The filter preserves group structure. If your search matches jobs in three different groups, you'll see three group headers with their respective jobs underneath - not a flat list. Group collapse/expand state is preserved too, so if you had a group collapsed before searching, it stays collapsed in the filtered view.
How It Compares to Other Agent Management Tools
Most tools for managing multiple AI coding agents focus on orchestration rather than visibility. Here's how they handle the "find my agent" problem:
| Tool | Search / Filter | Sorting | Grouping |
|---|---|---|---|
| ClawTab | Real-time filter by name, group, and detected processes | Name, Recent, Added | Folder-based groups with collapse/expand |
| Claude Squad | No built-in search | Manual ordering | Flat session list |
| ClawPort | Kanban-style filtering | By status | Board columns |
| Claude Agent Teams | No search (CLI-based) | N/A | Team lead / teammate hierarchy |
| Devin | Session search | By date | Flat session list |
| Agentrooms | Workspace filter | By activity | Room-based |
ClawTab's advantage is that search covers both your configured jobs and auto-detected Claude processes running on your machine. If you started a Claude Code session directly in a terminal (outside ClawTab), it still shows up in the jobs list and is searchable by its working directory. No other tool bridges the gap between scheduled/configured agents and ad-hoc terminal sessions this way.
Use Cases
Finding a stalled agent in a large swarm. You're running 15 agents across 5 projects. One of them asked a permission question 10 minutes ago. Search for part of the project name, spot the job with a pending question card, and answer it. Total time: 3 seconds instead of scrolling through the entire list.

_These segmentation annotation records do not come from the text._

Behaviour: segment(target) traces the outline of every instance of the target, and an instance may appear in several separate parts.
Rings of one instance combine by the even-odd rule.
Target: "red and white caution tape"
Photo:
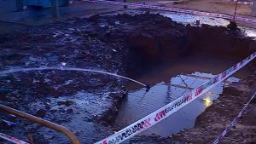
[[[218,144],[219,141],[227,134],[227,132],[235,125],[235,124],[237,122],[237,119],[242,115],[242,112],[245,109],[247,108],[254,96],[256,95],[256,92],[254,95],[252,96],[250,101],[246,104],[246,106],[241,109],[241,111],[238,113],[238,115],[235,118],[235,119],[229,124],[228,128],[225,129],[218,136],[218,138],[214,141],[212,144]]]
[[[25,142],[21,140],[16,139],[15,137],[9,136],[9,135],[7,135],[5,134],[3,134],[3,133],[0,133],[0,137],[4,139],[4,140],[7,140],[9,141],[14,142],[15,144],[29,144],[29,143]]]
[[[192,91],[186,93],[185,95],[176,99],[171,103],[162,107],[161,108],[150,113],[149,115],[141,118],[140,120],[116,132],[115,134],[96,142],[96,144],[118,144],[131,138],[136,135],[138,135],[139,133],[158,124],[171,114],[176,112],[182,107],[189,104],[197,97],[205,94],[212,88],[215,87],[219,83],[226,79],[228,77],[231,76],[236,71],[242,68],[248,62],[253,60],[255,57],[256,52],[254,52],[253,55],[251,55],[242,61],[237,63],[236,65],[233,66],[232,67],[229,68],[224,72],[218,74],[211,80],[193,89]]]
[[[228,0],[229,2],[236,2],[237,0]],[[252,1],[247,1],[247,2],[245,2],[245,1],[239,1],[237,2],[238,4],[246,4],[246,5],[252,5],[253,4],[253,2]]]
[[[113,4],[113,5],[130,6],[130,7],[134,7],[134,8],[146,8],[146,9],[152,9],[171,11],[171,12],[175,12],[175,13],[184,13],[184,14],[196,14],[196,15],[202,15],[202,16],[208,16],[208,17],[233,20],[232,15],[229,15],[229,14],[225,14],[209,13],[209,12],[198,11],[198,10],[190,10],[190,9],[171,8],[171,7],[160,7],[160,6],[154,6],[154,5],[148,5],[148,4],[123,3],[123,2],[115,2],[115,1],[108,1],[108,0],[83,0],[83,1],[92,2],[92,3],[106,3],[106,4]],[[236,17],[235,20],[240,20],[240,21],[255,22],[256,23],[256,20],[254,20],[254,19],[244,18],[244,17],[240,17],[240,16]]]

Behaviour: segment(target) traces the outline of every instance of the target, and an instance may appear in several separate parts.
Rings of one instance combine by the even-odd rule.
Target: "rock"
[[[59,106],[61,106],[61,105],[71,106],[73,104],[73,101],[58,101],[57,104]]]
[[[45,113],[46,113],[46,110],[44,110],[44,109],[40,109],[40,110],[37,111],[37,112],[36,112],[35,115],[36,115],[37,117],[44,118],[44,117],[45,116]]]

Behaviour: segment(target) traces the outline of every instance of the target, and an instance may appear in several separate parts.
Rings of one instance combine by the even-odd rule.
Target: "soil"
[[[99,69],[136,78],[154,66],[183,59],[186,55],[207,54],[239,60],[254,52],[255,46],[253,38],[246,37],[241,31],[234,31],[234,28],[183,26],[160,14],[148,13],[133,16],[94,15],[89,19],[72,19],[34,26],[15,34],[1,35],[0,69],[61,66]],[[255,64],[252,66],[254,67]],[[249,83],[253,82],[251,79]],[[81,72],[12,73],[0,78],[0,103],[64,125],[75,132],[81,143],[93,143],[113,133],[112,125],[120,101],[125,97],[125,84],[119,78]],[[242,84],[249,84],[246,79],[239,86]],[[247,89],[248,91],[241,92],[242,89],[240,89],[238,95],[249,96],[253,89]],[[230,102],[230,105],[225,104],[230,106],[227,110],[236,109],[236,107],[231,105],[237,102],[237,106],[241,106],[241,102],[247,101],[241,99],[244,97],[234,95],[234,100],[222,101],[223,95],[219,103]],[[241,107],[237,107],[236,112]],[[200,116],[195,129],[190,130],[197,127],[200,130],[207,130],[206,127],[201,128],[200,124],[205,121],[200,119],[213,122],[224,115],[224,122],[228,122],[224,118],[231,119],[236,113],[221,111],[222,115],[207,117],[210,110],[211,107],[206,114]],[[218,110],[212,111],[217,112]],[[16,123],[14,128],[1,129],[5,134],[22,140],[26,140],[27,133],[36,134],[33,136],[38,144],[68,143],[68,140],[60,134],[37,124],[3,113],[0,117]],[[252,124],[254,124],[252,122]],[[216,135],[220,129],[214,129]],[[204,141],[212,141],[213,135],[207,134],[212,137]],[[248,130],[247,135],[253,134]],[[200,141],[201,137],[190,138],[198,138],[195,141]],[[135,137],[130,142],[170,143],[172,140],[153,135]],[[177,140],[188,141],[185,136]]]
[[[223,95],[213,105],[200,115],[194,129],[184,130],[173,135],[174,140],[186,143],[212,143],[238,115],[244,105],[255,92],[255,67],[253,74],[241,82],[233,83],[231,88],[224,89]],[[242,117],[227,132],[220,143],[247,143],[256,141],[256,105],[254,101],[246,109]]]

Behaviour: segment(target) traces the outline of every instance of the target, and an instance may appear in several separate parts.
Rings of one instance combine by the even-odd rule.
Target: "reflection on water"
[[[116,130],[129,125],[137,120],[154,112],[160,107],[180,97],[207,82],[214,75],[201,72],[181,74],[172,78],[168,84],[159,83],[145,92],[145,89],[131,90],[123,101],[115,122]],[[229,78],[229,81],[237,81],[236,78]],[[223,92],[224,84],[219,84],[210,92],[200,96],[189,105],[180,109],[170,117],[164,119],[154,127],[145,130],[142,135],[155,134],[161,136],[170,136],[184,128],[193,128],[195,118],[207,107],[212,104]]]
[[[211,97],[206,97],[204,99],[202,99],[203,103],[205,104],[205,107],[207,108],[208,107],[210,107],[212,103],[212,101],[211,99]]]

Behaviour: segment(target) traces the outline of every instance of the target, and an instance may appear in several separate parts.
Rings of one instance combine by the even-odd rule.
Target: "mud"
[[[156,65],[188,55],[218,55],[237,61],[254,52],[255,45],[253,38],[239,30],[184,26],[160,14],[95,15],[0,36],[0,70],[67,66],[139,78]],[[115,130],[113,124],[126,97],[127,82],[96,73],[39,71],[1,77],[0,85],[1,104],[64,125],[81,143],[93,143]],[[17,124],[1,129],[17,138],[26,140],[32,133],[36,143],[68,141],[20,118],[3,113],[1,118]],[[154,137],[136,137],[131,142],[172,141]]]

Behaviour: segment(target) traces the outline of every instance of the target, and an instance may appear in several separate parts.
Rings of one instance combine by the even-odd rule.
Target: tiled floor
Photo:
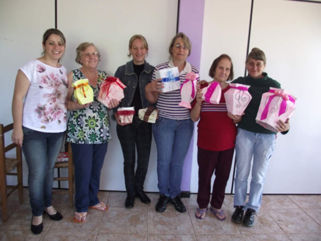
[[[227,217],[221,221],[209,212],[204,219],[195,218],[195,194],[183,199],[187,212],[178,213],[169,204],[159,213],[155,210],[158,194],[148,194],[151,204],[136,199],[134,207],[129,210],[124,206],[126,193],[100,192],[100,199],[109,209],[89,210],[86,220],[80,224],[73,221],[74,210],[68,207],[67,195],[55,195],[53,205],[64,219],[54,221],[44,215],[44,230],[35,235],[30,230],[31,214],[25,188],[22,204],[16,193],[10,198],[9,220],[3,223],[0,219],[0,240],[321,241],[321,195],[264,195],[254,226],[249,228],[231,221],[232,195],[226,196],[223,208]]]

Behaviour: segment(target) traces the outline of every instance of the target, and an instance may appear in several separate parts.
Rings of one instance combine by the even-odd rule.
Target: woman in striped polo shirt
[[[173,39],[169,48],[168,62],[156,66],[152,82],[145,88],[146,99],[151,104],[156,103],[158,119],[152,130],[157,150],[157,175],[159,199],[155,207],[159,212],[164,211],[168,202],[180,212],[186,211],[179,194],[184,160],[187,153],[194,129],[188,109],[178,105],[181,101],[179,90],[163,93],[163,87],[155,79],[156,71],[177,67],[181,84],[186,80],[187,74],[198,70],[186,61],[191,53],[192,44],[187,36],[179,33]]]

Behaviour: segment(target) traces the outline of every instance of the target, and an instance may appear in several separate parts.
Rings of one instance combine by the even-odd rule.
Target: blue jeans
[[[78,212],[99,203],[100,171],[108,143],[101,144],[71,143],[75,168],[75,206]]]
[[[160,116],[152,129],[157,150],[158,186],[160,194],[174,198],[180,193],[184,161],[194,129],[190,119]]]
[[[65,132],[47,133],[22,127],[22,150],[29,169],[28,187],[32,214],[42,215],[51,206],[55,163]]]
[[[234,206],[245,206],[257,212],[261,206],[265,174],[275,147],[275,135],[262,134],[239,128],[235,145],[236,174]],[[247,179],[253,157],[248,201],[245,203]]]
[[[133,123],[124,126],[117,125],[117,135],[124,156],[124,174],[126,190],[134,195],[144,190],[152,144],[152,124],[134,116]],[[135,146],[137,149],[137,168]]]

Checking deploy status across repos. You have deploy agents in multiple projects. Search for "deploy", sort by "Recent", and see at a glance which ones ran, which succeeded, and which failed. No clicking into individual jobs.
Monitoring newly added jobs. You just set up 8 new cron jobs and want to make sure they're all there. Sort by "Added" and your new jobs appear at the top, regardless of which groups they belong to.
Working with agent swarms. When running parallel agents on the same project, search by the project folder name to see only that project's agents and detected processes. Filter out all the noise from other projects.
Remote triage from your phone. You're away from your desk and get a notification. Open remote.clawtab.cc or the mobile app, search for the job name from the notification, and respond. The search bar works identically on the mobile remote interface.